Borders and the New Age of Books

Borders declared bankruptcy this past week, and it’s closing a number of stores in the Bay Area. I was running errands yesterday and was near the San Mateo store, so I decided to drop by and prowl about for deals.

It was an absolute madhouse. Parking was just about impossible, and the purchasing line snaked around the entire store. It was nice in a way to see that so many people still valued books.

Which is a good thing, because even at 20-40 percent discounts throughout the store, I couldn’t find a single good deal. I found a bunch of books that I wanted to read, scanned their barcodes on my phone, and saw that Amazon.com was selling all of them for cheaper, even with the Borders discount.

Frankly, that’s old news. The real game changer is Amazon.com’s distribution model and the Kindle.

I love traditional books — the feel, the smell, the timelessness. I remember visiting the Lincoln Museum years ago and staring in wonderment at his Bible, the actual, physical book that he had lovingly thumbed through as a child. I have a huge collection of my own books, and the thought of getting rid of any of them pains me.

That said, my parents got me a Kindle for Christmas last year, and I am absolutely in love with it. As much as my sentiment lies with traditional books, the reality is that the Kindle has got me reading books again. The screen is a marvel, it’s lighter and more comfortable to read than most of my real books, and I can carry a whole slew of books on it. The companion case is worth the extra price for the built-in book light alone.

Here’s how dramatically Amazon.com has changed the book industry. While scanning for books on my phone, I could easily have purchased one immediately with one click and had it sent to my Kindle automatically. Much easier than waiting in that monstrous line, and much more portable.

If I had wanted to, I could even have read the book on my phone. This sounds painful to me, but I’ve heard from others that they often read books this way, and that — as with my experience with the Kindle — they’re reading more as a result.

Barnes and Nobles might be late to the game, but it’s adapted, and it has a chance. Borders is done. It has not proven an ability to adapt with the times.

The real question continues to be, what’s the future of the local, independent book store?
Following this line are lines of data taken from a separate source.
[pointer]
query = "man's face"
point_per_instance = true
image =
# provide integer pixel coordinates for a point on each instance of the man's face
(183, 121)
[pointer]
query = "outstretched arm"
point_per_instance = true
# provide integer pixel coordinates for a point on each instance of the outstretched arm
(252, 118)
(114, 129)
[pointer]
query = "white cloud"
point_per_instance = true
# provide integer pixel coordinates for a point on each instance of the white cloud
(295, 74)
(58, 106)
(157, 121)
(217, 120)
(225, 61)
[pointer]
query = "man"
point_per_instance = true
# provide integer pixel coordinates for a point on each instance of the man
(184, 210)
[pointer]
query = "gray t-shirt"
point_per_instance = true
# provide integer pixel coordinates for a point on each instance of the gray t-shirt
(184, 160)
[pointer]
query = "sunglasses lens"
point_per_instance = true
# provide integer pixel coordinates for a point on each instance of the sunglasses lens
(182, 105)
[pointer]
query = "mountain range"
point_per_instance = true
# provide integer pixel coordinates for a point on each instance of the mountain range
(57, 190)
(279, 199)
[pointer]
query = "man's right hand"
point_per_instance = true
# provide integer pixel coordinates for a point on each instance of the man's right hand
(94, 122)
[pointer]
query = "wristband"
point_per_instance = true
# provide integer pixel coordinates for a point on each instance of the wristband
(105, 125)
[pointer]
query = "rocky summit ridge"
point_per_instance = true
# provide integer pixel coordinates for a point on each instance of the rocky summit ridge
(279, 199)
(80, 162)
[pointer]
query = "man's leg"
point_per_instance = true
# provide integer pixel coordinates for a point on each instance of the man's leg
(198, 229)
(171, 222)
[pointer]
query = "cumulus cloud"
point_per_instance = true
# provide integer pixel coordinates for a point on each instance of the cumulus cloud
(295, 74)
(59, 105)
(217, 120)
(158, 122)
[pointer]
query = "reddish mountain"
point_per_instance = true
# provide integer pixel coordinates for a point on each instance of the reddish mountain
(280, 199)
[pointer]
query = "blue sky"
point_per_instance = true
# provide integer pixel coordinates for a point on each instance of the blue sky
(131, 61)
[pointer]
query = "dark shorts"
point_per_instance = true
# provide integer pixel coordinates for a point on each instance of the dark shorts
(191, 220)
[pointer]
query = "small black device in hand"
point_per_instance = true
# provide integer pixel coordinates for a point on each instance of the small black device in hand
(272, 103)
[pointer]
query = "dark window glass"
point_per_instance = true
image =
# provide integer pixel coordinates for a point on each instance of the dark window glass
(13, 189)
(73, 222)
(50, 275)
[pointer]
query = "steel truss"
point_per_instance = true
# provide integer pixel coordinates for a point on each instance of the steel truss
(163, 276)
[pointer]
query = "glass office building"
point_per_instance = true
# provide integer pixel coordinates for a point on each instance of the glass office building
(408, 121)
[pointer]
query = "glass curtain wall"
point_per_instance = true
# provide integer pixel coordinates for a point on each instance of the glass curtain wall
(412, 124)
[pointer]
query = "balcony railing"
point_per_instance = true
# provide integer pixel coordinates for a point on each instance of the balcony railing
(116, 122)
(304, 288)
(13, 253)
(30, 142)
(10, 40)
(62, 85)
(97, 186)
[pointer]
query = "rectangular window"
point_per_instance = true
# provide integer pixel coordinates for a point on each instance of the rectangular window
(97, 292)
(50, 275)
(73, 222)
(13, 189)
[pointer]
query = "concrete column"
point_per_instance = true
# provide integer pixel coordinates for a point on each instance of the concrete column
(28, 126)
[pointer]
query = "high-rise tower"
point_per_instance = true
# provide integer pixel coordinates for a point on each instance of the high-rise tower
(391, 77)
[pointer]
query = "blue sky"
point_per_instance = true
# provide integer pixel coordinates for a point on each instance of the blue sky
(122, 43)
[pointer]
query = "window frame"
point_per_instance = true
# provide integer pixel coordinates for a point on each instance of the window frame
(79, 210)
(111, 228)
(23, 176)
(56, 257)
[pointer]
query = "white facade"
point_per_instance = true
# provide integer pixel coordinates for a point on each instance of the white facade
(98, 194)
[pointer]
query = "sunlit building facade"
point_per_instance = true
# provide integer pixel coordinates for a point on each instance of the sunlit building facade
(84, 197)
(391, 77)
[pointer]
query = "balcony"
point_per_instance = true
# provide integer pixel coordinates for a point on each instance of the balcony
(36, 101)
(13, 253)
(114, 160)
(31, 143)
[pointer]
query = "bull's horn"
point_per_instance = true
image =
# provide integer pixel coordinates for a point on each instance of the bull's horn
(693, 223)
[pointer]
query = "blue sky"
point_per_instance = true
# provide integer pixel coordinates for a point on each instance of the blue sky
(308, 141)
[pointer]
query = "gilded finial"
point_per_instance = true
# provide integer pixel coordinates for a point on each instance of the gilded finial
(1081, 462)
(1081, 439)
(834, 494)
I don’t think the death knell is a sure thing. I viewed the Borders discounts with scorn, but the reality is, I often pay more for books at Green Apple Books, even though I know I can get them cheaper at Amazon.com. It may be irrational, but I’m not alone. I like going there, even if books are more expensive. The opportunity is for local bookstores to leverage what’s magical and important about them — namely, the customer experience — and adapt it to the times.